Já a CSN Mineração ficará fora do pacote de desinvestimentos. De acordo com a companhia, o ativo mantém alta performance operacional e é considerado a principal avenida de crescimento do grupo, sustentando a geração de caixa e a expansão futura.

Benjamin Steinbruch afirmou que a decisão marca o momento mais relevante da empresa para resolver de forma estrutural o problema da alavancagem. “Não temos empresas ruins, mas estamos vivendo um momento da economia com juros estratosféricos e competição de produtos importados, o que compromete o crescimento e os investimentos”, disse.

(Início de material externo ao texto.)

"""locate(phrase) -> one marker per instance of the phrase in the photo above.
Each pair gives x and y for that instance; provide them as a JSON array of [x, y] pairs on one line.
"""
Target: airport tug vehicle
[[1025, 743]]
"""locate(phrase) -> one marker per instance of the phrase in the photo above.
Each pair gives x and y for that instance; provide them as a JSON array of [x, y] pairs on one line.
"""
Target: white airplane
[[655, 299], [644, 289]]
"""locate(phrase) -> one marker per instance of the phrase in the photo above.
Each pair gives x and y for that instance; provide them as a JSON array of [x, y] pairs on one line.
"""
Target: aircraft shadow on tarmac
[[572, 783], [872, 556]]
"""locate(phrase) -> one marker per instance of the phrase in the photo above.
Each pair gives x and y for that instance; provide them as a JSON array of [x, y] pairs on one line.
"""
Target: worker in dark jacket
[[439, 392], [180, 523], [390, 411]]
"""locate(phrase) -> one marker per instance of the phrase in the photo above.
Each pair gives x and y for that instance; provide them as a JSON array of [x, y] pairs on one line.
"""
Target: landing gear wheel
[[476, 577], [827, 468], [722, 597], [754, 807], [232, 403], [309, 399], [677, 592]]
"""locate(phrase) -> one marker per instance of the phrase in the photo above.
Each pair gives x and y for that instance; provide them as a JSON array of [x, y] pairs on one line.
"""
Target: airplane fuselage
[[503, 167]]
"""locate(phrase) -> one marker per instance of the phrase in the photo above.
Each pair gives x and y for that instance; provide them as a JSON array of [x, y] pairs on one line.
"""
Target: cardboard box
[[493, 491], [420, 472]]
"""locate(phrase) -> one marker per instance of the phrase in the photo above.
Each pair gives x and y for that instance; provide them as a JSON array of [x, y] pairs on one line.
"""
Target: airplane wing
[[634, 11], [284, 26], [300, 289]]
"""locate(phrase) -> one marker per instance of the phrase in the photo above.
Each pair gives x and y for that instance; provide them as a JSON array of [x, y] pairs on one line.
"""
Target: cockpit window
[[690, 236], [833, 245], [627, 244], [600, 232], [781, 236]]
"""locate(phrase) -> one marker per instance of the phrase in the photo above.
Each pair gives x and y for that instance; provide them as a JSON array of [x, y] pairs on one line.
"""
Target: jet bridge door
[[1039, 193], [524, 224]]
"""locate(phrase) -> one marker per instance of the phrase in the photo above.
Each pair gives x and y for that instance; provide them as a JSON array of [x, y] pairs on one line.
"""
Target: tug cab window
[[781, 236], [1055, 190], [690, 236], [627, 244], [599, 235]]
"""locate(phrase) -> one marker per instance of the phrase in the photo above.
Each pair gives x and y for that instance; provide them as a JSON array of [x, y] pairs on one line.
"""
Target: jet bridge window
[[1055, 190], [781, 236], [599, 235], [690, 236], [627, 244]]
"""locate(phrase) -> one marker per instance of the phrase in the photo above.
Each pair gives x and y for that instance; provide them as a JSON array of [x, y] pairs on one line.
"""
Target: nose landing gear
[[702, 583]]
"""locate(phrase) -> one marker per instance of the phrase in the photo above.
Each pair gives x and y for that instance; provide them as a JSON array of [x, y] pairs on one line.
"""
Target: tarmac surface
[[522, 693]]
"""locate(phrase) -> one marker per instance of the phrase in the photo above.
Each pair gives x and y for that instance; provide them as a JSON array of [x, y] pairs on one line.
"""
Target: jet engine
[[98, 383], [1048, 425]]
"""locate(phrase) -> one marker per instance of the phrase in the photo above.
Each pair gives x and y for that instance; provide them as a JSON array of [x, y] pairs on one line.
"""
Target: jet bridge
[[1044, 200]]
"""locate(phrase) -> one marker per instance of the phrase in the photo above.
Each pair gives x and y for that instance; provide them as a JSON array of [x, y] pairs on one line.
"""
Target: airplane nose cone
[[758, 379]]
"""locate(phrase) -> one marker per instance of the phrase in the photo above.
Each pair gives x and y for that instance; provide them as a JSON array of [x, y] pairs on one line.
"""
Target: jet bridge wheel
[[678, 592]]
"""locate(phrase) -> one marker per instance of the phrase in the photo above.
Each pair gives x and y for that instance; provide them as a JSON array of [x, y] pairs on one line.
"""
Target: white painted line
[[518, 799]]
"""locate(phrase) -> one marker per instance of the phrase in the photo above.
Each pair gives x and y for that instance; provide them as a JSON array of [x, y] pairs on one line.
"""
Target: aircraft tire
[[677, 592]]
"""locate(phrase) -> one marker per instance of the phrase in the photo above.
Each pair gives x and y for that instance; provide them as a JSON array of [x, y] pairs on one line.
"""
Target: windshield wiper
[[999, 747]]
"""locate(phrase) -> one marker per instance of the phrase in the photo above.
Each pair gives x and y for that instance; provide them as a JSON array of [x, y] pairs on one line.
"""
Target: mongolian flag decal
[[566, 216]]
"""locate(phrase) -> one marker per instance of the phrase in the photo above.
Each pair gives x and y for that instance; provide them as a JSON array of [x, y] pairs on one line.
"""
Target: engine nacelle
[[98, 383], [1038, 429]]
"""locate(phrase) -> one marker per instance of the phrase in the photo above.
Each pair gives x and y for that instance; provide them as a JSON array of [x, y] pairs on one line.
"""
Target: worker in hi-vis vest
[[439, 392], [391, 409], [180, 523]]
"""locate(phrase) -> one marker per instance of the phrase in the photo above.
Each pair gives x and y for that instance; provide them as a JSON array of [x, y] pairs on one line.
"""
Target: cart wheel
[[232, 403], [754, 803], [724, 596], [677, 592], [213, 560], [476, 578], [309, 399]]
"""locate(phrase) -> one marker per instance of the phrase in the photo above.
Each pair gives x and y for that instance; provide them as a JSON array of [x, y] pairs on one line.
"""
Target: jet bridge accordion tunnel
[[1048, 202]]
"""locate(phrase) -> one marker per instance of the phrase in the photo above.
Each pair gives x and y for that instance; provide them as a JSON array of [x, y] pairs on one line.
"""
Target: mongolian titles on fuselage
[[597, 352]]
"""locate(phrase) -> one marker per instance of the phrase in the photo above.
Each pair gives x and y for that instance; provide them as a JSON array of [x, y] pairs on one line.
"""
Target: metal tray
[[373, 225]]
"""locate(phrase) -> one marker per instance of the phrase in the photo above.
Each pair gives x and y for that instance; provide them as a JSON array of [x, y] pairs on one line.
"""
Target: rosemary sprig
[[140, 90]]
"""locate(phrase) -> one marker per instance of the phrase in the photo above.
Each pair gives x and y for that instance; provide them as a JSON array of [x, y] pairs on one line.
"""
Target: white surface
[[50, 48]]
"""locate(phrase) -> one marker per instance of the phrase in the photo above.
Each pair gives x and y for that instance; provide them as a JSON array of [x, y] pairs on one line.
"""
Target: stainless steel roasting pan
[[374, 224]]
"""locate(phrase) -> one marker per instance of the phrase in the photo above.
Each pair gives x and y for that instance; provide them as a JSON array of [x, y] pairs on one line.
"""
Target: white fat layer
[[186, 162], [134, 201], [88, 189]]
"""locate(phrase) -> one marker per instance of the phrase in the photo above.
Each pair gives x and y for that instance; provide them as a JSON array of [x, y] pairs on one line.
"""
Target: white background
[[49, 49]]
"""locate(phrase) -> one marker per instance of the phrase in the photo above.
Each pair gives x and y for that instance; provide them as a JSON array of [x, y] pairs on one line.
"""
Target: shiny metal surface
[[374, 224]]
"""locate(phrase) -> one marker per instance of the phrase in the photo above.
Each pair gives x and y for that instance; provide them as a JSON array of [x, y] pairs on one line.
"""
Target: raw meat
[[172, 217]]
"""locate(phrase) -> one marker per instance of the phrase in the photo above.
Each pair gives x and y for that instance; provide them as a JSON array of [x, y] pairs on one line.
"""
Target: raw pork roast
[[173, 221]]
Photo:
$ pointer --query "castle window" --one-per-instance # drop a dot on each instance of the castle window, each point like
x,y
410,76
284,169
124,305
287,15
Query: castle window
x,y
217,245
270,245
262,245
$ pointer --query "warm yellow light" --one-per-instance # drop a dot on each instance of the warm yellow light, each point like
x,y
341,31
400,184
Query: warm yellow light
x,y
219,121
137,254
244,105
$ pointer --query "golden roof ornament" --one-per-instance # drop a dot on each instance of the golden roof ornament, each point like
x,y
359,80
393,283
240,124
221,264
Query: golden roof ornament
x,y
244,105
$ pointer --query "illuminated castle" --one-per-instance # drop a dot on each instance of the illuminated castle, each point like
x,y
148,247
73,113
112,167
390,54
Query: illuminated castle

Segundo o executivo, apesar da expectativa de melhora dos preços e de redução dos custos de produção (especialmente no minério de ferro), a CSN optou por antecipar decisões mais duras para fortalecer o balanço. “Todos os nossos ativos estarão melhores em 2026 pelo trabalho feito em 2024 e 2025. Ainda assim, decidimos tomar essas medidas para desalavancar em torno de R$ 18 bilhões”, afirmou Steinbruch.

Com o plano, a CSN busca reduzir o peso dos custos financeiros, ganhar flexibilidade para manter investimentos estratégicos e avançar na meta de atingir uma alavancagem sustentável nos próximos anos.